Striim 3.10.3 documentation

Parquet Formatter

Formats a writer's output for use by Apache Parquet and generates one or more schema files. See Supported writer-formatter combinations.

Notes:

• Encryption Policy can not be set for the associated writer.

• Data written using Parquet Formatter can not be consumed until the target file is closed (rolls over).

property

type

default value

notes

Block Size

Long

128000000

Sets the parquet.block.size property in Parquet.

Compression Type

String

UNCOMPRESSED

Optionally, specify the target's compression format. Supported types are GZIP, LZO, and SNAPPY.

Format As

String

Default

With the Default setting, a single schema file is created.

• With an input stream of a user-defined type, the output includes the name and value of each field.

• With an input stream of type WAEvent (from any source), the output includes all contents of the event excluding dataPresenceBitMap, beforePresenceBitMap, and typeUUID.

The two other settings are supported only with an input stream of type WAEvent from a Database Reader, Incremental Batch Reader, or SQL CDC reader source. A dynamic directory, folder, or bucket name must be specified in the writer (see Setting output names and rollover / upload policies).

A schema file with a timestamp appended to its name is created in each directory, folder, or bucket. With S3 Writer, if both the bucket name and folder name are dynamic, each combination of bucket and folder will have its own schema file.
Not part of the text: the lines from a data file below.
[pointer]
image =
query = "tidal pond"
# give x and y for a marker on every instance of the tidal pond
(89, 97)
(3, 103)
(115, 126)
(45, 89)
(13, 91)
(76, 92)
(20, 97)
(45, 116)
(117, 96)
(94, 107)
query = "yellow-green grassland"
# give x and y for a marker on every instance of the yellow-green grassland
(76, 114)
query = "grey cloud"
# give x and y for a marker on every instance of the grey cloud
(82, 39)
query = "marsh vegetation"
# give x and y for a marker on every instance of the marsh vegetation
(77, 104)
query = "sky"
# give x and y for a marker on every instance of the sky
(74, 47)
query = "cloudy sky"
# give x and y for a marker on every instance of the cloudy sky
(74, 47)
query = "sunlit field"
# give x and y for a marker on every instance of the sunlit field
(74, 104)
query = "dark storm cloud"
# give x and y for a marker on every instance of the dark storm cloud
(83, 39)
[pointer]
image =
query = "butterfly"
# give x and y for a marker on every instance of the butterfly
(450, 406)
If there is a DDL change in the source, a new schema file is created and the output file(s) rolls over.

• When Format As is set to Native, the output includes all contents of the WAEvent except for typeUUID.

• When Format As is set to Table, the output includes only the column names and values.
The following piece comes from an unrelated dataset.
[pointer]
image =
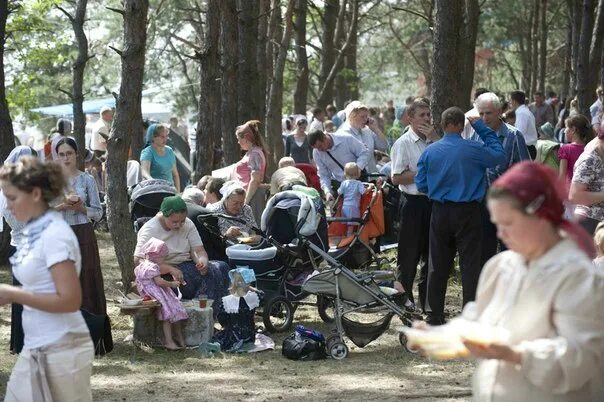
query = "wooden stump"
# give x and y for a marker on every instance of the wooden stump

See Parquet Formatter examples for sample schema files and output for each setting.

Members

String

Optionally:

• With an input stream of type WAEvent, specify a comma-separated list of elements to include in the output.

• With an input stream of type WAEvent from a Database Reader, Incremental Batch Reader, or SQL CDC reader source, specify additional elements (for example, from the METADATA or USERDATA maps) to include in addition to the data array values. See Parquet Formatter examples for a sample schema file and output.

Schema File Name

String

The fully qualified name of the Parquet schema file Striim will create when the application runs. When a dynamic directory is specified in the writer, Striim in some cases writes the files in the target directories and/or appends a timestamp to the file names. See the notes for Format As for more details.